LB: Comment ce livre pourra convertir les non adepte de kaamelott ?

AA:
Je ne sais pas si les non-adeptes de Kaamelott l'achèteront, ça me semble peu probable… Mais s'ils tombent dessus dans les cabinets de chez leurs amis, et qu'ils jettent un œil sévère dessus, ils sauront peut-être se laisser amuser par quelques répliques qu'ils pourront interpréter "à leur sauce" sans être pollués par le comédien… Je doute que cela suffise. Ce livre est avant tout une autre façon de vivre le monde de Kaamelott, comme lire une pièce qu'on a aimée.
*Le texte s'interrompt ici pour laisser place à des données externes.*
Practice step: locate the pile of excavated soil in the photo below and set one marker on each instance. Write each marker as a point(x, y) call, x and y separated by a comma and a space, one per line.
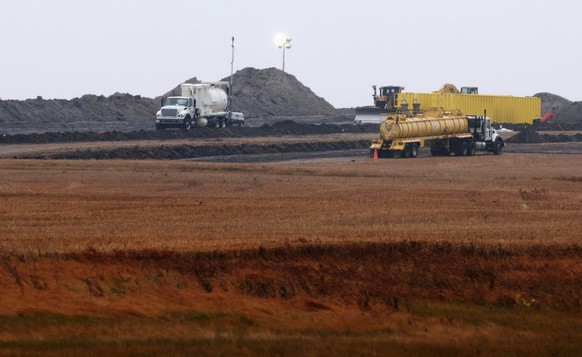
point(565, 111)
point(272, 92)
point(530, 136)
point(281, 128)
point(257, 93)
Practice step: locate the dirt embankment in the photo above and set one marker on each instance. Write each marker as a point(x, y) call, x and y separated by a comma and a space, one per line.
point(263, 95)
point(286, 127)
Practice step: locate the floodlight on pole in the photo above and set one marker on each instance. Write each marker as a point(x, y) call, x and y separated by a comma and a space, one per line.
point(284, 43)
point(230, 90)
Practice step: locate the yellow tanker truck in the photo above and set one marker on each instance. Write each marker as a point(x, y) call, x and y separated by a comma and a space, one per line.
point(447, 132)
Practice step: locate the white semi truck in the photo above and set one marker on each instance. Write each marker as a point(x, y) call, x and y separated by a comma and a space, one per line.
point(202, 104)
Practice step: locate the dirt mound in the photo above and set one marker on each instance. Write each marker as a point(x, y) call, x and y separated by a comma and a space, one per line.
point(87, 111)
point(257, 93)
point(565, 111)
point(525, 136)
point(282, 128)
point(267, 92)
point(191, 151)
point(530, 136)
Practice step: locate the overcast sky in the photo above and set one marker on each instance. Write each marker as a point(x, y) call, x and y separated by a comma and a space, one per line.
point(67, 48)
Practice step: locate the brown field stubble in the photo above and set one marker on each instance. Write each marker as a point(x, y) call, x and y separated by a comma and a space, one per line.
point(432, 255)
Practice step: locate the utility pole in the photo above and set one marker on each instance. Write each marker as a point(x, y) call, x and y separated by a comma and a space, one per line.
point(231, 91)
point(283, 42)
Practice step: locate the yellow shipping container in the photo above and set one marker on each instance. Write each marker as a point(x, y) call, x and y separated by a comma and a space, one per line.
point(500, 108)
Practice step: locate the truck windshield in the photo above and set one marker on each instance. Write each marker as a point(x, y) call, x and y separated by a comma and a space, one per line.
point(177, 101)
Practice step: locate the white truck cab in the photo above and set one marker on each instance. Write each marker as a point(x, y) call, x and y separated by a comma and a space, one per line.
point(203, 104)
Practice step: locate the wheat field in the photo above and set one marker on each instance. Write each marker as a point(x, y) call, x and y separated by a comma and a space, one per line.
point(347, 256)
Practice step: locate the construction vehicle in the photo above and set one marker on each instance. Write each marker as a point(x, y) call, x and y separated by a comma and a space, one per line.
point(448, 132)
point(202, 104)
point(504, 109)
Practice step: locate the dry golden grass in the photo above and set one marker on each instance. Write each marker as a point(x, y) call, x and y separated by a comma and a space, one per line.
point(353, 256)
point(69, 206)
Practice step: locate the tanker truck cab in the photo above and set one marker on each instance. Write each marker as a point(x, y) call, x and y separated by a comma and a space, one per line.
point(485, 136)
point(447, 132)
point(176, 112)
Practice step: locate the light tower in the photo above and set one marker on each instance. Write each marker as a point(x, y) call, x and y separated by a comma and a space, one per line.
point(284, 43)
point(231, 90)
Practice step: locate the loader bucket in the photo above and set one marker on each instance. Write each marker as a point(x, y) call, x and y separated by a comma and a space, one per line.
point(370, 115)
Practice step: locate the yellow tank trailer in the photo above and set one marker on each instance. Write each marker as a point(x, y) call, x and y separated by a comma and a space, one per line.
point(447, 132)
point(502, 108)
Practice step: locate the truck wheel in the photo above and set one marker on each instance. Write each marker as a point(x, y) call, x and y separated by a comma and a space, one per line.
point(497, 145)
point(187, 123)
point(461, 149)
point(412, 150)
point(471, 149)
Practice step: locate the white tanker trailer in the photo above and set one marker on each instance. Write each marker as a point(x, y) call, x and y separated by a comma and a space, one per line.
point(203, 104)
point(447, 132)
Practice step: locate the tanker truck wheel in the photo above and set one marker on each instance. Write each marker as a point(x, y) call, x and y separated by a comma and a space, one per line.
point(461, 148)
point(471, 149)
point(497, 145)
point(187, 123)
point(410, 150)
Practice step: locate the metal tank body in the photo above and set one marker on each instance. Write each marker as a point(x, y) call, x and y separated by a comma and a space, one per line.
point(421, 127)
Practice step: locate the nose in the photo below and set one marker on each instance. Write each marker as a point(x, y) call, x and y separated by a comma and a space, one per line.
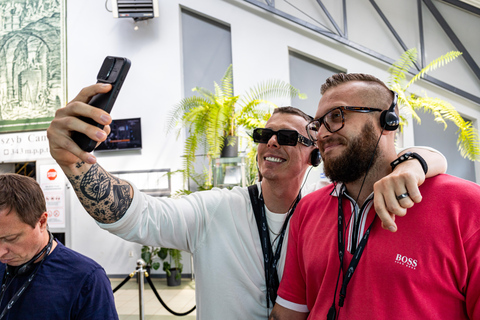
point(273, 142)
point(322, 132)
point(3, 250)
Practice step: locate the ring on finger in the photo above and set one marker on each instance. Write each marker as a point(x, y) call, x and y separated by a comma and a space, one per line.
point(403, 195)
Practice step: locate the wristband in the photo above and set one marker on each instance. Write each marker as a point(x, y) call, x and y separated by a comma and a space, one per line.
point(407, 156)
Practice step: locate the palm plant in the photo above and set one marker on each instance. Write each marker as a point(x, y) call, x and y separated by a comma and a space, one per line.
point(210, 117)
point(468, 139)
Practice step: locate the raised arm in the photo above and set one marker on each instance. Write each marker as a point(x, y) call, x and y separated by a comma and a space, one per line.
point(282, 313)
point(405, 180)
point(105, 197)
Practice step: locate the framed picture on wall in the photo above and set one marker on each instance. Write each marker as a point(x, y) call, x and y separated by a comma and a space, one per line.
point(32, 63)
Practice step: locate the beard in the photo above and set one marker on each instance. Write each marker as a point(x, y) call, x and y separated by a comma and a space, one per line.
point(355, 160)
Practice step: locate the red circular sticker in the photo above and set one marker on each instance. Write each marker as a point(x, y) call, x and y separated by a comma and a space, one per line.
point(51, 174)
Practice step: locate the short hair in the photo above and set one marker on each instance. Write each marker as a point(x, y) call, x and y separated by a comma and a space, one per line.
point(292, 110)
point(23, 195)
point(380, 96)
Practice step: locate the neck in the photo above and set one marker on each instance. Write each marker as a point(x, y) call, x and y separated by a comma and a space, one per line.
point(355, 189)
point(278, 197)
point(45, 242)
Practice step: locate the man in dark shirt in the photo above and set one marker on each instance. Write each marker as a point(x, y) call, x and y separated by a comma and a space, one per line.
point(41, 278)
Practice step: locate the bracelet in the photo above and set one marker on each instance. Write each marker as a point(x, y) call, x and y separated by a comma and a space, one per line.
point(407, 156)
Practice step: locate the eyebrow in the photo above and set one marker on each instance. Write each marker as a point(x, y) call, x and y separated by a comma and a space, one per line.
point(10, 235)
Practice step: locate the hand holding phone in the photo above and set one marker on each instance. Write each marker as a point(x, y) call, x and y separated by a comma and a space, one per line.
point(113, 71)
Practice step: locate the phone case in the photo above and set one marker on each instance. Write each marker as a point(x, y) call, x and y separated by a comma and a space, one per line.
point(113, 71)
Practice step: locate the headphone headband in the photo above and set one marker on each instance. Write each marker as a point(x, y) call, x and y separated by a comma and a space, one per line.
point(28, 266)
point(389, 120)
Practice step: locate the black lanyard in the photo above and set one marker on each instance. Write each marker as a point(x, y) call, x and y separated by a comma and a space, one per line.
point(341, 250)
point(270, 260)
point(25, 285)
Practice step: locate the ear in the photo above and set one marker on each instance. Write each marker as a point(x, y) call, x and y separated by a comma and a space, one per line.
point(43, 221)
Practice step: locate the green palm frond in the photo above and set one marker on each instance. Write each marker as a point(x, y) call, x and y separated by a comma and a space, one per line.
point(211, 116)
point(439, 62)
point(468, 137)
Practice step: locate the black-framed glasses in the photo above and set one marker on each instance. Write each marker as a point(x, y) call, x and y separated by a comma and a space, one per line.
point(285, 137)
point(334, 120)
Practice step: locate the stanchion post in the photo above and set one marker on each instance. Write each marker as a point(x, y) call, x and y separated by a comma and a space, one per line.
point(140, 276)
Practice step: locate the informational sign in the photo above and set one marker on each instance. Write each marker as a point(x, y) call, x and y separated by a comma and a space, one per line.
point(52, 182)
point(24, 146)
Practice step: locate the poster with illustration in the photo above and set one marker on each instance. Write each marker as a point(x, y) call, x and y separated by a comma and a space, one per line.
point(32, 63)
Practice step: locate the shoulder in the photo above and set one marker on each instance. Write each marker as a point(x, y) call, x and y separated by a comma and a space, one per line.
point(319, 194)
point(445, 183)
point(75, 261)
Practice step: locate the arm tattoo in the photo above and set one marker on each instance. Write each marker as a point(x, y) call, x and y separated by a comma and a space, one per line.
point(105, 197)
point(273, 316)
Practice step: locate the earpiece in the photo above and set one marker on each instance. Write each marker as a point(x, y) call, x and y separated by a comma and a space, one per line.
point(389, 120)
point(315, 158)
point(28, 266)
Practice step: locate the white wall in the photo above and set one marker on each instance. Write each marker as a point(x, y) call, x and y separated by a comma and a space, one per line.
point(260, 44)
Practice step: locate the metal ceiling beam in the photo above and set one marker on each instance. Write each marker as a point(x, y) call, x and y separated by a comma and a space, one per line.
point(356, 46)
point(421, 35)
point(464, 6)
point(453, 37)
point(329, 16)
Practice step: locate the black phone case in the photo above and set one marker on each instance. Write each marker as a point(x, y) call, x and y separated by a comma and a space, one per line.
point(113, 71)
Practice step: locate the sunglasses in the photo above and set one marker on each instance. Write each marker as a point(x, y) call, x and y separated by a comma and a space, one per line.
point(334, 120)
point(284, 137)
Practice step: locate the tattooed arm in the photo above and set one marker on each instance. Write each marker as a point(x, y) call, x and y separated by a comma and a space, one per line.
point(105, 197)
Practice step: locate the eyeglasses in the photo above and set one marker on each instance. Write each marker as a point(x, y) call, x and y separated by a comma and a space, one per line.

C'est une activité singulière qui peut être très agréable mais… ça m'est difficile d'imaginer la lecture de l'ouvrage sans la référence de la série. Je serais d'ailleurs curieux de voir ce que ça donne.

LB: Quel effet ça fait de commander et de rabaisser ses parents à l'écran, ca doit être jouissif non?

AA: Oui. Le plus curieux est que ça a l'air de l'être aussi pour eux. C'est encore plus étrange, non ? En fait, je connais tellement bien mes parents que je pense avoir été capable de le pondre des personnages à leur goût. C'est le plaisir de jouer qui compte. Mais pas que chez moi. Je crois que le plaisir d'un acteur à jouer est la seule véritable chose qui mérite d'être filmée.

LB: Le livre 6 est en préparation, il reviendra sur la "jeunesse" d'Arthur à Rome, très bien ! Mais saura t'on quand même ce qu'il arrive à Arthur à la fin du livre 5 ou faudra t'il attendre la trilogie au cinéma.

AA: La saison 6 se compose de 9 épisodes de 40 minutes. 8 épisodes sur la jeunesse d'Arthur et 1 sur la période "post-suicide".

LB: Et ce graal alors? ça peche ?

AA: Troisième volet de la trilogie cinéma. Il en sera question…

LB: LOL, comedie très réussie, vient de sortir, c'est votre 2ème complicité avec la réalisatrice Lisa Azuelos, racontez nous.

AA: J'adore ce que Lisa me confie. Ces personnages noyés dans leur quotidien sentimental et domestique… Et quel cadeau de jouer l'ex-mari de Sophie Marceau. Au cinéma, je ne sais pas pourquoi, il est toujours plus agréable de jouer les ex ou les cocus que les amoureux transis. En tout cas, moi, je préfère mille fois.

LB: Et enfin pour conclure, y aura t'il une suite des textes integral ?

AA: Je l'espère grandement. Si ce premier livre trouve son public, toutes les saisons seront éditées. C'est en tout cas ce que je souhaite : regarder un peu l'épaisseur de ce que j'ai pondu en quelques années, et la mesurer avec un mètre-ruban… J'aime bien les chiffres.